Season Two switched it up by making the Southern Belle a boy, and the Angry girl a Muslim named Tami, but they added another twist: Let’s lock them up in a camper for five days and FORCE the conflict!!! That’s brilliant!!! Season three added the twist of Pedro, the brilliant activist and HIV educator (marking the last time anybody on the show seemed to have any goal other than “LOOK AT MEEEE!!!!”), but they smartly balanced his intellectual approach (It won’t play in Peoria, Dan…) with the “Doodoo Kaka, I’m EDGY!! See how edgy I am, I snotted in the peanut butter!!” presence of Puck. To be frank, I blame Puck for the whole goddamn reality TV schmozz, the little cock-rocket…
By season five, it was all buzzwords: Every season had “Activist Gay Kid,” and “Southern Ignorant Kid,” and “Idiot Party Kid,” and especially “Snotty Uppercrust Kid.” It was like the old traveling carnival shows, where the Bearded Lady and the Sword Swallowing Man left the Midway and went out the Waffle House for fries, except in the carnival, the freaks weren’t as extreme. Today’s Reality TV has given us DEEP PHILOSOPHICAL MESSAGES in bite-size format, making a mockery of deep philosophy AND, sadly, of Bite Size. You know you’re screwed when your intellectual level drops below that of the mini-bag of “Almond Joy” at the Dollar General Store. Worst of all, is that these days each new season of “The Real World” consists of idiot teenagers who KNOW what it’s about, who craft their own character in an attempt to get air-time, carefully calculating each move like they’re building an Aurora model, with nearly as clear and obvious a blueprint.
So, what have *I* learned from reality TV?
“American Idol” has taught me that music-types are greedy, stupid, petty, vicious idiots.
“The Apprentice” has taught me that business-types are greedy, stupid, petty, vicious idiots.
“The Surreal Life” has taught me that Media Has-Beens are greedy, stupid, petty, vicious idiots.
“America’s Top Model” has taught me that fashion-industry-types are greedy, stupid, petty, vicious idiots.
“Survivor” has taught me that the average man-on-the-street is a greedy, stupid, petty, vicious idiot.

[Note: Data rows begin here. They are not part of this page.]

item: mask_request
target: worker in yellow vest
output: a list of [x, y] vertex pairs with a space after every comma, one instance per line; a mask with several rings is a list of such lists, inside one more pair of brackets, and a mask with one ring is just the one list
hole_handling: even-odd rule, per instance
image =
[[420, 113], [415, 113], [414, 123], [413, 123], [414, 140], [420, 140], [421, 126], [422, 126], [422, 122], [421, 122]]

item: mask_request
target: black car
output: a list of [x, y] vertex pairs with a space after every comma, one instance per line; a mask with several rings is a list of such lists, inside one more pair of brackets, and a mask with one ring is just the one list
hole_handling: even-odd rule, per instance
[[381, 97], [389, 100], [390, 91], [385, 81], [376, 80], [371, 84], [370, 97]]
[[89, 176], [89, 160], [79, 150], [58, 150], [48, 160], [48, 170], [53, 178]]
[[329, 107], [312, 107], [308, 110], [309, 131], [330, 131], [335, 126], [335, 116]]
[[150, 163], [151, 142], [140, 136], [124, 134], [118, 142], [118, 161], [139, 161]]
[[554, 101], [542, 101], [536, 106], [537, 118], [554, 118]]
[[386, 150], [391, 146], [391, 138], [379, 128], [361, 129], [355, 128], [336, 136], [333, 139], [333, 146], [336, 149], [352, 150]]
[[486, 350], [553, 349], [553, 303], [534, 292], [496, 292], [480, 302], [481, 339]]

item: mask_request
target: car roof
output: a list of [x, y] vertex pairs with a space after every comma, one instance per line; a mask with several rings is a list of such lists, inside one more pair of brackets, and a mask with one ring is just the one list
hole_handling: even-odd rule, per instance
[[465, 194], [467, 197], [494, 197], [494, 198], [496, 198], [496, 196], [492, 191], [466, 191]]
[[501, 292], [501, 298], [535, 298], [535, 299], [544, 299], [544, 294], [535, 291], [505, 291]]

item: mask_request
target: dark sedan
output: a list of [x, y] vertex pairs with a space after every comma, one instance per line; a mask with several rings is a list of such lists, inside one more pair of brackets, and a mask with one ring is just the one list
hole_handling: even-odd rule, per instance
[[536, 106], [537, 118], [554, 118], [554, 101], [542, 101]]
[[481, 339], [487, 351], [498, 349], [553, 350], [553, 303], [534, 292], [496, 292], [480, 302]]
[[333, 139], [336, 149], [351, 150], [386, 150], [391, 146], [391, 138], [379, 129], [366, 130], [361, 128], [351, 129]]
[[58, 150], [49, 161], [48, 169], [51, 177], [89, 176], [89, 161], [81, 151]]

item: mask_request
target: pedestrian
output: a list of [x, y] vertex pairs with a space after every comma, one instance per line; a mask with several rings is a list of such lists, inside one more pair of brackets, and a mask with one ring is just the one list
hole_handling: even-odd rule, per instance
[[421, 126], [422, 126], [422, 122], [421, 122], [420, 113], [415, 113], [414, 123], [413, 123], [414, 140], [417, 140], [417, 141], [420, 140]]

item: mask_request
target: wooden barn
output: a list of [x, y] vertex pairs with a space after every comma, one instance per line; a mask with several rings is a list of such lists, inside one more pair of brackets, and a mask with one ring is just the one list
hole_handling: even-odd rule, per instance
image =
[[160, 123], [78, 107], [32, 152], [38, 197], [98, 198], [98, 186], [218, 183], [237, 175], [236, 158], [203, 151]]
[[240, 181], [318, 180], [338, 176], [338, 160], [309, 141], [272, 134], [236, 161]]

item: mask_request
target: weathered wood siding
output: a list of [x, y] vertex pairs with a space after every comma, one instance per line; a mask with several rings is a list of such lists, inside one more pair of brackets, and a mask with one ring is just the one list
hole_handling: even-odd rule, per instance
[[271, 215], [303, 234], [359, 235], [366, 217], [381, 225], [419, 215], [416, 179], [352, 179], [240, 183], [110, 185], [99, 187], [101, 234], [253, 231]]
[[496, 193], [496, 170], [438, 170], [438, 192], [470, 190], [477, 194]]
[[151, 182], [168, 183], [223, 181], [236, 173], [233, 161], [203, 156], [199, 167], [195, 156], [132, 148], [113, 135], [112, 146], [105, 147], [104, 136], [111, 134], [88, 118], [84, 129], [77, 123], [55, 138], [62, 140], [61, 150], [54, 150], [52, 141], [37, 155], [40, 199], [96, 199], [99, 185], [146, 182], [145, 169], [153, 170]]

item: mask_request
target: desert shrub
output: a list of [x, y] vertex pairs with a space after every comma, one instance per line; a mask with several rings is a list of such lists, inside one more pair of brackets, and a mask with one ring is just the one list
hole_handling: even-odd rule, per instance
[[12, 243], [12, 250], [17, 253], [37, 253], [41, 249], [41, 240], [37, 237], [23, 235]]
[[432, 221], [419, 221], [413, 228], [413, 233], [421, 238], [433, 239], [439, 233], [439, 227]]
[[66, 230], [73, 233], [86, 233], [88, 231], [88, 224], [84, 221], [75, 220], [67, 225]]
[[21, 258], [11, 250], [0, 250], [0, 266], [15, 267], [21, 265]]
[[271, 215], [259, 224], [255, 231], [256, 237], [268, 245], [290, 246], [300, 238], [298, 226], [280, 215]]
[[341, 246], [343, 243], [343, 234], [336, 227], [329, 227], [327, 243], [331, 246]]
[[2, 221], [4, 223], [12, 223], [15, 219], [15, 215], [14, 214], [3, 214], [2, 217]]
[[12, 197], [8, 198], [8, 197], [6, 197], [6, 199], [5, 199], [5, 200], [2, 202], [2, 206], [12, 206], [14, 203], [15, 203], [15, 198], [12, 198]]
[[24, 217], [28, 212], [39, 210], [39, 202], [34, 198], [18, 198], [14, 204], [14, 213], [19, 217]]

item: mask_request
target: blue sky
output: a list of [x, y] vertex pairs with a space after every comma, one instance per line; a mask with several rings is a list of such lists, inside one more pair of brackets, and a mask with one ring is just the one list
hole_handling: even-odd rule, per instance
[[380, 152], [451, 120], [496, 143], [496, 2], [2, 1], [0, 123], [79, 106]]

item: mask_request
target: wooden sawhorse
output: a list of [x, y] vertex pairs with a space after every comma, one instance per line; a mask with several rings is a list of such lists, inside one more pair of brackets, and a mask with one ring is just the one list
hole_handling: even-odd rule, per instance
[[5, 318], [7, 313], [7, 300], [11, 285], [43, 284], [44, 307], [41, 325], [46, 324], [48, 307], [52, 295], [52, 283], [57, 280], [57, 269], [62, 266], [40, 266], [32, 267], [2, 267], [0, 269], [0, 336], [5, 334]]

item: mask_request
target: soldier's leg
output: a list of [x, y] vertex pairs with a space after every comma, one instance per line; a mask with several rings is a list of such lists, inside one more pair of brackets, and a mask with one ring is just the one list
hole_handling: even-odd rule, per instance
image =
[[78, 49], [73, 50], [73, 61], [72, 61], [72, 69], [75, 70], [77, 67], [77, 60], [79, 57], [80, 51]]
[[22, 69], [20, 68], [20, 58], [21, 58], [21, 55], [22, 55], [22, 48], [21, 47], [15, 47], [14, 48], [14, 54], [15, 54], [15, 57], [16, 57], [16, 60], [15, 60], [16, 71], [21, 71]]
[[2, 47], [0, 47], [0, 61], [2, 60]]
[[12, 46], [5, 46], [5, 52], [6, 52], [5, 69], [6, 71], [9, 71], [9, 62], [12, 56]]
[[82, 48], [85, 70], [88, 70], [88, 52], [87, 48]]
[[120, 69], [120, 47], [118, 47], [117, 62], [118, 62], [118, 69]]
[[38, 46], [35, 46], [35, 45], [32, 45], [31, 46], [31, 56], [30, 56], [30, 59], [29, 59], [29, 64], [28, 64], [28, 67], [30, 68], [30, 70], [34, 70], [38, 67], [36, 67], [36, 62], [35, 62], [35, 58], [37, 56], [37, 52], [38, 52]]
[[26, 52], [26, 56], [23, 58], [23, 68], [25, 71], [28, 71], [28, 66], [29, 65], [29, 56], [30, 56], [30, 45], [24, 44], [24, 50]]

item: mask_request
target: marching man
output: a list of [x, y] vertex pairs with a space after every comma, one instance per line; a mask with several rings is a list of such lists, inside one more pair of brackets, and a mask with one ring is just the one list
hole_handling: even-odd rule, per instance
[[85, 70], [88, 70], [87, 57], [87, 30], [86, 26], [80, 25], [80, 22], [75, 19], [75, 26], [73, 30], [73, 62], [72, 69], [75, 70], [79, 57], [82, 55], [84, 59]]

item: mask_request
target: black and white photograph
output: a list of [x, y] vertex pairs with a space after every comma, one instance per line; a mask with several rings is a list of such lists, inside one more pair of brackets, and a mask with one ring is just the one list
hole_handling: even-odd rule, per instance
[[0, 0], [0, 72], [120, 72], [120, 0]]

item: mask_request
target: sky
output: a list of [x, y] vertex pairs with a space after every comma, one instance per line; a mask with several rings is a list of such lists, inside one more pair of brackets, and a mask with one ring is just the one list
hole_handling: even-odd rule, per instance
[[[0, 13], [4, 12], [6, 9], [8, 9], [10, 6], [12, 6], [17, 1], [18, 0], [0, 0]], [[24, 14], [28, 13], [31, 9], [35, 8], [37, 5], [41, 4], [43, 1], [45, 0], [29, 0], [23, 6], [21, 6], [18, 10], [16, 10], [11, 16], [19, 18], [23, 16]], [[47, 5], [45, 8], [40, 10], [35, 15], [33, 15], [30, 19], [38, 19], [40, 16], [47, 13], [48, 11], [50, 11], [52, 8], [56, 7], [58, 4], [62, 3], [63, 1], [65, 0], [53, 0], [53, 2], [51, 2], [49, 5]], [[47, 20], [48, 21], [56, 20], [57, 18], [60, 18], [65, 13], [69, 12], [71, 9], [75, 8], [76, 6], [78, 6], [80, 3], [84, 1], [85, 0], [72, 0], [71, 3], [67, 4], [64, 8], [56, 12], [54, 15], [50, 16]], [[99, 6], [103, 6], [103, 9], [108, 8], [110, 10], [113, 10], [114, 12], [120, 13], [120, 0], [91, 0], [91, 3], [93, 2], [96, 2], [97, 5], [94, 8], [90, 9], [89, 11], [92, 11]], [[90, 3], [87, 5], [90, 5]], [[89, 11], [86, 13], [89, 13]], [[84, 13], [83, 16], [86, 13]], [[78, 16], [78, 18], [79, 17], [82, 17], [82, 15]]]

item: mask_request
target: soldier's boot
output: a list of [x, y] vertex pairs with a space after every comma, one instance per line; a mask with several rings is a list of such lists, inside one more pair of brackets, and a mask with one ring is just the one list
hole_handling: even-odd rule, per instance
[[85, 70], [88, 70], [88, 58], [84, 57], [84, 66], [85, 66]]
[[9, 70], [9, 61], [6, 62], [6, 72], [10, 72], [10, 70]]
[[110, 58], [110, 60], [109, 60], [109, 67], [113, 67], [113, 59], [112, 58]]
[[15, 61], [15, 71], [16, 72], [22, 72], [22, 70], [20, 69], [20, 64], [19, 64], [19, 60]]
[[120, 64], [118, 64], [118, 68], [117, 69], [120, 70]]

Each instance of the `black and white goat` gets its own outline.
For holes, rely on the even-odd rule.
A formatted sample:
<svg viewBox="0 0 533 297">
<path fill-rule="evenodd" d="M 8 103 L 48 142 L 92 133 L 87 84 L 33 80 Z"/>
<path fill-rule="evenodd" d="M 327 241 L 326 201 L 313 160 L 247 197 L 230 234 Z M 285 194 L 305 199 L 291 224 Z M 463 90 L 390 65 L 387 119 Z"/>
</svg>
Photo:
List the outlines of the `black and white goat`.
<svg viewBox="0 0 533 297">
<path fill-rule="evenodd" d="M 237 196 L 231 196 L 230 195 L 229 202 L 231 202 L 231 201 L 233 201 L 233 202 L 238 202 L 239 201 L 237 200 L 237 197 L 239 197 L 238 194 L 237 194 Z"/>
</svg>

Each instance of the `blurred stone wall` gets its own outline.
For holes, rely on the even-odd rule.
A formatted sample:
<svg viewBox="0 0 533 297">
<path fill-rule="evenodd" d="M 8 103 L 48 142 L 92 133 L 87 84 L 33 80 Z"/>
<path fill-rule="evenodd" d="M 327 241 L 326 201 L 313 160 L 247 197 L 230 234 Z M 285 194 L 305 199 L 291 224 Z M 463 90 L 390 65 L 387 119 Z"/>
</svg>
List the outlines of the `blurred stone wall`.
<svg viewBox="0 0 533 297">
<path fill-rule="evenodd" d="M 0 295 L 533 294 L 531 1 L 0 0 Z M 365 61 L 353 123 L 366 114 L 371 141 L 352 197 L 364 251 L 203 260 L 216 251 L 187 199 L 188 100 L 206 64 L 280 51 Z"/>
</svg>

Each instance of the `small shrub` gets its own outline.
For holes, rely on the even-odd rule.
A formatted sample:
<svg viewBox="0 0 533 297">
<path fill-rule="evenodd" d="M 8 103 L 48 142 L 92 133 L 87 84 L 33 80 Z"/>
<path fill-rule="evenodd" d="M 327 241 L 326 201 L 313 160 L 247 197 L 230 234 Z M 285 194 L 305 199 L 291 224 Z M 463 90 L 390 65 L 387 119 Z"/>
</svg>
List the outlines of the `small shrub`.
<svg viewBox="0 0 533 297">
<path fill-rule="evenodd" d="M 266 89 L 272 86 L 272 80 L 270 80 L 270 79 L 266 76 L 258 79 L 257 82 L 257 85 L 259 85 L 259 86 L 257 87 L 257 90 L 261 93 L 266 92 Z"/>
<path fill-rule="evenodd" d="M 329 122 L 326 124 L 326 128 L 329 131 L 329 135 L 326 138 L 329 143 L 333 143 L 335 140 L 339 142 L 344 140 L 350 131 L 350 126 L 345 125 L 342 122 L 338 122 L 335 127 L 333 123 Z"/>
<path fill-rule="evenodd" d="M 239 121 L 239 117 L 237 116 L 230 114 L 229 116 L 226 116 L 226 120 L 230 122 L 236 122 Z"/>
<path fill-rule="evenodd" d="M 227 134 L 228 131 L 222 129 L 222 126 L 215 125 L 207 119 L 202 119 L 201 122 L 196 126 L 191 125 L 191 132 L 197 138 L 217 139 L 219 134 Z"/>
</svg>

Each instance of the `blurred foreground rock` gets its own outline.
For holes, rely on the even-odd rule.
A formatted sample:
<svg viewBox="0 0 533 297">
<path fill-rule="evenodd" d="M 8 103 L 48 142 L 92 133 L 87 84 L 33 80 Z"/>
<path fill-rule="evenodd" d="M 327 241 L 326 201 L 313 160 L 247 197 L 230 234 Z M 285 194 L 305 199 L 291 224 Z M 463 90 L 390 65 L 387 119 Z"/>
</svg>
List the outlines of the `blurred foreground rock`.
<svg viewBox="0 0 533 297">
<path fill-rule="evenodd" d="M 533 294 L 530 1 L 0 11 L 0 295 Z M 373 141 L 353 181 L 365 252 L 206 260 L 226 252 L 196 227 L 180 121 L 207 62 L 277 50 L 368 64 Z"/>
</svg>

“Tough Enough” taught me that wrestling-industry-types are greedy, stupid, petty, MACHO, vicious idiots who’ll $#!+ in your handbag.
All told, it’s quite a menu of glamour, illusion, bullshit, and wicked editing to behold… The fact is, this type of programming hasn’t had any edge at all since the first season of “The Joe Schmoe Show.” Interestingly, this was the last time more than fifty people watched anything on Spike TV that didn’t feature creative control by Paul Levesque… Most frightening to me is the fact that certain networks (I’m lookin’ at YOU, Fox… And don’t get so damn cocky, VH-1, you’re in my radar, too!) apparently intend to build their entire schedule on this crap. The more I watch, the more I think that maybe the networks have hit on the perfect show… Maybe the fact that these programs continue to sell, and that “The Bachelor” is now back with another season of crap is a clear and prominent sign…
Maybe they’re telling us that they’ve figured out the lost Holy Grail of Television, hidden for ten years in a jar of Regis Philbin’s ass-cream… Written on parchment made of kidskin, in the language of ancient entertainers, it speaks the one truth of any media that requires an audience, a truth that dates back to William Shakespeare and beyond; to the first caveman who tripped on dinosaur feces in front of a crowd of people, and kinda liked the attention he got:
The Average Viewer is a stupid, petty, vicious, voyeuristic idiot, and somewhere, deep inside us, we really believe that “what happens after the next break is the most SHOCKING moment in television history!”
However, that doesn’t excuse giving Paris Hilton airtime…. Unless she’s co-starring with Shannon Doherty, Jessica Simpson, The Olsen Twins, and Cindy Margolis, and the show is called “Girls You Want To Stuff Head-First Down A Sewage Pipe Just To Hear Their Echoey Screams.”